Particles within Vorpal, whether charged or neutral, can be modeled as a fluid or kinetically using the Particle-in-Cell (PIC) algorithm. The engine ensures these particles interact self-consistently with fields. It can also simulate the interaction of particles and fields with a variety of structures, including conductors, particle absorbers, reflectors, and others, using cut-cell techniques to maintain accuracy.

The computational domain in Vorpal offers flexibility with boundary conditions, supporting periodic domains or boundaries that can simulate an infinite space using Perfectly Matched Layers (PML) or other types of outgoing wave boundary conditions. The output data from Vorpal is in the Hierarchical Data Format (HDF5) and is compliant with VizSchema standards, facilitating further analysis and visualization.

== Input ==

Simulations can be set up in the VSimComposer setup panel. Shapes can be imported or constructed, materials can be assigned to shapes, fields, and particles can be added, and algorithms can be chosen. VSimComposer then writes out an input file suitable for use by the Vorpal computational engine.

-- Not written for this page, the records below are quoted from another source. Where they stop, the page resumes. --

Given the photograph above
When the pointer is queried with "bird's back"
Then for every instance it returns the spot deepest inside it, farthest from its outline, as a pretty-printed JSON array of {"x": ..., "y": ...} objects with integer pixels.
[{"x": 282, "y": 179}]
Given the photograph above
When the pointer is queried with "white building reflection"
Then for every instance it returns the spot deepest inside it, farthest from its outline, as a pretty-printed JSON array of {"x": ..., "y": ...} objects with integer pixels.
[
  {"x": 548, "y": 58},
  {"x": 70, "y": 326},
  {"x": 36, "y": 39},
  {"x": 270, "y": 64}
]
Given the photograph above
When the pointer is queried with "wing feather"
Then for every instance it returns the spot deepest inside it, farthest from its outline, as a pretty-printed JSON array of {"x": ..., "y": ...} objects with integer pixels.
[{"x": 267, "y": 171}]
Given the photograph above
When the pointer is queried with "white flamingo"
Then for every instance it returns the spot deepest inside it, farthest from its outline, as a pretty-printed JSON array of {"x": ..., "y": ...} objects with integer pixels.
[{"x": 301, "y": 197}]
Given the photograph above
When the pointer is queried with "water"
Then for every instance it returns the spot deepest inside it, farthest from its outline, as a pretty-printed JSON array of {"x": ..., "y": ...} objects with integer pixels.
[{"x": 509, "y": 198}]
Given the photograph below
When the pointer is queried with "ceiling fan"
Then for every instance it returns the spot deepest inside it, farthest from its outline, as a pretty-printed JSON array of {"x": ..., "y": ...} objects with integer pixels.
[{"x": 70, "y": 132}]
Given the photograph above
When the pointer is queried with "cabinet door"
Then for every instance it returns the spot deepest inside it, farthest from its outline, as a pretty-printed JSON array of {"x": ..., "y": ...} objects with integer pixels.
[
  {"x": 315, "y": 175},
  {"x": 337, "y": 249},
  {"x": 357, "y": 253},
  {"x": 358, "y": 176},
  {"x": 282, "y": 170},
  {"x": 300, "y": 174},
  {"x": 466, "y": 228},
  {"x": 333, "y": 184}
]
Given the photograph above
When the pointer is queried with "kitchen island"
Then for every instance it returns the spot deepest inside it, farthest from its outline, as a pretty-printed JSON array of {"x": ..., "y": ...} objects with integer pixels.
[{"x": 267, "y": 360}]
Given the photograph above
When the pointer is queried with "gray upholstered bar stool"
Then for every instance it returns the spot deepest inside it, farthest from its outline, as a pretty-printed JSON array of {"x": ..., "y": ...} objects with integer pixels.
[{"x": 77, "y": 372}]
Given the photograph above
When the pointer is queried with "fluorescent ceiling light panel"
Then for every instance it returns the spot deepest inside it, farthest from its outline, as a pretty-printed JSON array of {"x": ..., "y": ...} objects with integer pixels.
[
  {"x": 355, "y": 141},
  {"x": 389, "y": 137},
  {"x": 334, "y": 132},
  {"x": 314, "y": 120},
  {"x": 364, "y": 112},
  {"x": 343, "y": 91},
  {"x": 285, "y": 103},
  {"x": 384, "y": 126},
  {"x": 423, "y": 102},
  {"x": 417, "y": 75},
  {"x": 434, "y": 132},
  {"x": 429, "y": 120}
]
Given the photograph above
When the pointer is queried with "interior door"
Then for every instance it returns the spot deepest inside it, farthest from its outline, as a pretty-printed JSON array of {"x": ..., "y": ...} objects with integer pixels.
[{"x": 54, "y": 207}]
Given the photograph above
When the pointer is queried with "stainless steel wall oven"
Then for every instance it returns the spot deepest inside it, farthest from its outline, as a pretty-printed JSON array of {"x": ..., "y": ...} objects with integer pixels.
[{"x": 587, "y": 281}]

The input file can also be written directly. Here, the user has complete control over the physical quantities to include in the simulation, including low-level control over algorithms and solvers. The user can specify the dynamics of the particles as fully relativistic, non-relativistic, unmagnetized, or other. Additional collisions between electrons, ions, and neutral gases (neutral gases being represented by either fluids or particles) are available in the input file, including self-splitting and self-combining operations. Field ionization can also be included. Advanced surface interactions can be modeled, including user-defined secondary electron emission, sputtering, and surface charging. Parallel decompositioning can also be specified manually for high performance applications.

== Engine execution ==

VSim can be run from its VSimComposer GUI interface or invoked from the command line. The parallel version of VSim runs on systems that support the Message Passing Interface (MPI). Input to VSim is made via XML-like files used to create simulation objects. A Python-based macro-preprocessor, txpp.py, can be used to generate input files allowing users to set up their simulations with math functions, variable substitutions, macros, and loops.

== Data analysis ==

Generated data can be analyzed using any of the built-in analyzers, or users can write their own analyzers in any language. Built-in analyzers output data in VizSchema form for immediate visualization in the VSimComposer visualization pane. For analyzers written in Python, VSim provides the VsH5 package, which facilitates writing output in VizSchema.

== Visualization ==

Vorpal output files can be visualized within VSimComposer. Plots include those for particle data, field data, and simulation geometry, with line-outs for inspecting critical variations. The visualization within VSimComposer is accomplished by embedding the powerful VisIt tool, which users can download for more specific visualizations. Use of the VsH5 package along with popular Python tools like matplotlib allows creation of high-quality publication ready plots.